Background Portal vein tumor thrombosis (PVTT) is a common complication of hepatocellular carcinoma (HCC) occurring in 30 to 40% of cases. The presence of PVTT in HCC is regarded as an advanced disease that confers poor prognosis and survival. Transarterial chemoembolization (TACE) has traditionally been considered to be contraindicated in cases of PVTT, due to the risk of hepatic infarction, and further deteriorate liver function. We evaluated safety, technical efficacy, and outcomes of TACE in HCC with PVTT.

Methods From search results of the hospital database, out of 652 patients who underwent TACE for HCC, 73 patients of HCC with PVTT were retrospectively evaluated. Post-TACE tumor response by computed tomography (CT)/magnetic resonance imaging (MRI) imaging as per modified response evaluation criteria in solid tumors (mRECIST) criteria, if any occurrence of acute hepatic failure was assessed. Prognostic factors influencing survival were also determined.

Results In our study population, the mean age of the patients was 58 years. The 12- and 24-month survival rates were 59 and 14%, respectively, with an overall median survival of 12.3 months. A total of 58.9% patients had branch portal vein tumor thrombus and 41.1% had tumor thrombus in the main portal vein. We did not encounter any mortality or acute liver failure following TACE in a 30-day period. Both univariate and multivariate analysis revealed Child–Pugh score (p = 0.01) and the extent of tumoral thrombus (p 0.004) as a significant prognostic factor. Patients with branch PVTT, no ascites, and Child–Pugh A had better survival than those having main portal vein tumor thrombus, ascites, and Child–Pugh B.

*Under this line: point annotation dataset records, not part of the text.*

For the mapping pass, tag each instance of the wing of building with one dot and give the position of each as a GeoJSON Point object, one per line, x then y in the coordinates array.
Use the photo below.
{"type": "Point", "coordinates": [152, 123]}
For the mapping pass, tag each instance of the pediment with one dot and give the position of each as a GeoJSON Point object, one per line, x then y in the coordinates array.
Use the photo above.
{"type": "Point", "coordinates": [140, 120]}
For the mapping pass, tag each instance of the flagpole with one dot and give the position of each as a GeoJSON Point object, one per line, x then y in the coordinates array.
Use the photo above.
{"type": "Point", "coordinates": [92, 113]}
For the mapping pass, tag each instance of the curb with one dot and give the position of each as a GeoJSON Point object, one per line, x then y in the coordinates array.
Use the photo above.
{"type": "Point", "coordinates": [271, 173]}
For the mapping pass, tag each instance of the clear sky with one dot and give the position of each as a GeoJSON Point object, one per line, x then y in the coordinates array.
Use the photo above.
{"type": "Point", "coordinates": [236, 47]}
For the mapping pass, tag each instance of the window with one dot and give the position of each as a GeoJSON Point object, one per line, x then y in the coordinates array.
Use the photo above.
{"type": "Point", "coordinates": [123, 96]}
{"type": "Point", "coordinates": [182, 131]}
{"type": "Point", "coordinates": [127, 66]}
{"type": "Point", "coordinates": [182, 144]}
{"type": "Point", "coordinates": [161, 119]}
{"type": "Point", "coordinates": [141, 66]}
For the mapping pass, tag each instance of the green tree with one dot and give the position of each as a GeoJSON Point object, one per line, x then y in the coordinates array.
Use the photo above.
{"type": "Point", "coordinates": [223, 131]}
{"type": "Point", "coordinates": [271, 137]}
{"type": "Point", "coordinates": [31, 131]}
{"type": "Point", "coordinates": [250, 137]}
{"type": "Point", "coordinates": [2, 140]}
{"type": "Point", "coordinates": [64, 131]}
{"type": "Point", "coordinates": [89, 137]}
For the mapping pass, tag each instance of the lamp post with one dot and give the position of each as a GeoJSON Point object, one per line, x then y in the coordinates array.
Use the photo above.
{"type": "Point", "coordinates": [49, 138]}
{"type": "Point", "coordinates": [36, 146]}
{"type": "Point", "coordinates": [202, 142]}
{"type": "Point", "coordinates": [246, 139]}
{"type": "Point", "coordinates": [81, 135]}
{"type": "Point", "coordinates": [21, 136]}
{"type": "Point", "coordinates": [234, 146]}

Conclusion Our study concluded that TACE can achieve good disease control and improved survival in HCC with portal vein invasion despite being considered as a relative contraindication. Technical expertise, selection of patients, such as superselective catheterization and preserved liver function, are the key factors for a safe therapeutic procedure. Child–Pugh score and extent of portal vein invasion were the significant prognostic factors determining survival.



Publication History

Article published online:
04 August 2021

© 2021. Indian Radiological Association. This is an open access article published by Thieme under the terms of the Creative Commons Attribution-NonDerivative-NonCommercial-License, permitting copying and reproduction so long as the original work is given appropriate credit. Contents may not be used for commercial purposes, or adapted, remixed, transformed or built upon. (https://creativecommons.org/licenses/by-nc-nd/4.0/).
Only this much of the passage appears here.